Society / Italie
The Radiodervish in Search of Simurgh
babelmed - 17/03/2005
In search of SIMURGH is a special project inspired by the literary work The Conference of the Birds (Mantiq at-Tayr) by the 12th century Persian author Farid ad-din Attar.
This classic work of Sufi literature starts with a conference of all the birds, who decide to undertake a long and arduous journey to seek their King, Simurgh.
The metaphorical journey which Attar depicts is a wonderful fresco of the diversity that humankind has to offer - kings and princesses, silver-chested slaves and damsels with moon-shaped faces, archangels who talk to people and love-struck errant sufis.
The tracks on the album are all connected with Attar's book: one tells of the tender love between Layla and Majnun, emblematic figures recalling archetypal lovers in Oriental literature; some tunes evoke the figure of the Hoopoe and of the Phoenix, key birds in mystic symbolism, while others capture the essence of flight, the main metaphor throughout both the book and the album, with ethereal tracks such as La Falena e la Candela (The Moth and the Candle) and yet another, Cento Mondi (A Hundred Worlds), recalls a space voyage.
The music makes up a sort of oriental suite in which emotions inherent in the literary work generate a fable-like atmosphere with moments of meditative and rarefied consciousness. The lyrics are written in the diverse languages typical of Radiodervish's approach, the three main ones being Arabic, English and Italian.
In Search of SIMURGH was released in the shops on 15th April, with five thousand copies being sold in the first month. The album was presented to the public on a hugely popular showcase tour of the biggest bookshops in the Feltrinelli Libri e Musica chain, from Rome to Milan, and from Naples to Bari.

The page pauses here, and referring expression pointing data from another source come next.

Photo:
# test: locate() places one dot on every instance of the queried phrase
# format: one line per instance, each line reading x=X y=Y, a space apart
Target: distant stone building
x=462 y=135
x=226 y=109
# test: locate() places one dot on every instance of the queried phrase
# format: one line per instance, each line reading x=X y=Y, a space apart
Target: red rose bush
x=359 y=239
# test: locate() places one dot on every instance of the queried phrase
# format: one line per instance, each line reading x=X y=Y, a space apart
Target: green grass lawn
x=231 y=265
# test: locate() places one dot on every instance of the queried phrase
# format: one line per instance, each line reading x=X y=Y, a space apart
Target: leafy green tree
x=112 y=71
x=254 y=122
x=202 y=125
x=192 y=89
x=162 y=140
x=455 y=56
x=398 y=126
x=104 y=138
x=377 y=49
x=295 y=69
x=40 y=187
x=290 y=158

In search of SIMURGH will become a live stage act from the 8th June 2004 when Radiodervish will be opening the "Mediterraneo" Festival at the Parco della Musica Auditorium in Rome, the first date on the group's tour. The Conference of the Birds
Farid ad-din Attar is one of the most famous Persian mystical poets after Rumi, and is known as one of the great masters of Sufism. He lived in the 12th century, and from what we know of him, had a profound knowledge of music, astronomy, medicine as well as the philosophical theories of the time. Around a hundred works have been attributed to him, one of the most famous being The Conference of the Birds.
This is the story of a long journey undertaken by a flock of birds in search of their King, Simurgh, a transparent symbol of divinity. The birds finally reach their goal after travelling through seven valleys: Love, Knowledge, Detachment, Unification, Bewilderment, Privation and Annihilation.
Simurgh, which means "thirty birds" (the number of birds who survived the journey out of the hundred thousand who started off), manifests himself as a mirror for the chosen few who manage to see him: at the end of the work, the metaphor of the journey resolves itself in the discovery that the birds and their King are one and the same being.
The book is clearly a metaphor of the mystic journey, Man's spiritual ascent, and the challenges which need to be overcome to reach the Beyond, to connect with it and to find oneself in its image.
The book is full of anecdotes, stories, and fairy tales, all expressed in a rich refined style that combines elegant poetry and a profound mystic and philosophical knowledge which can only be compared in western literature with Dante's Divine Comedy.
Attar paints a fresco of the diversity that humankind has to offer - kings and princesses, silver-chested youths and damsels with moon-shaped faces, archangels who talk to people and love-struck errant sufis, characters drawn both from Biblical sources and from the Qu'ran.